Are these really the people that should be required to work so much? Isn’t their job about handling life and death daily? Wouldn’t we want exactly these people to come fully rested to work every single day and be fully staffed?
I don’t know if there are jobs with similar stakes that are so carelessly staffed and disgustingly paid.


It’s not so much the CEO’s direct pay. It’s what they are paid to do. CEOs generally get paid to maximise shareholder dividends and stock value, which leads to them doing anything they can to minimise the staff’s wages, and minimising the staff in general, to keep down costs, especially in something where inputs and outputs are not strictly correlated, like medicine, where you can’t hire 10% more nurses and expect to get 10% more patients paying bills. The CEO’s work probably hurts everyone involved except for the shareholders, but it increases profit margin so they do it.

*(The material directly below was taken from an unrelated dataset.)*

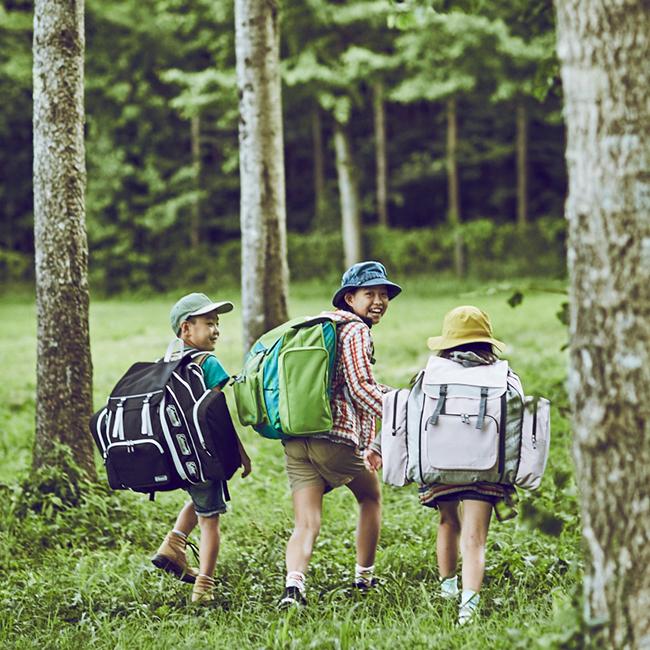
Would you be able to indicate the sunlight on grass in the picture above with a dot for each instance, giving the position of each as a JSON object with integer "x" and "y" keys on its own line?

This is a fair enough critique of the US system.
But to the topic of “why are medical staff overworked?” we see this in countries other than the US as well. Typically because even if institutions arent trying to maximize shareholder value, they are still having to make due with limited funds allocated to them by the government in the face of rising (or potentially rising) healthcare worker wages.
The rising wages of NHS healthcare workers are only a problem if the taxes are not being levied to cover it from the profits the care enables. Without medical care, companies would have more lost productivity, which is the non-moral/economic motivation for an NHS. If the extra productivity were reclaimed in the form of corporate taxes, there would be no budgeting shortfall.
Sure, but there are a few problems here.
First is that the total cost of a health intervention is not fixed, and there is always a give and take between providers, who want to provide better care/make more money, and whoever is paying, who wants good care without overpaying. Writing a bureaucracy a blank check is never going to happen.
So you would need to quantify how much reclaimed productivity you are gaining, which seems like a rather fraught endeavor.
And most medical care provided to people in developed nations is care provided to the elderly, who are not in the work force. So your productivity reclaimation tax would still have a shortfall, which you would need to make up somehow. And voters tend to not like higher taxes, so governments tend to not want to raise them, even for reasonable things like adequate funding of medical care for seniors.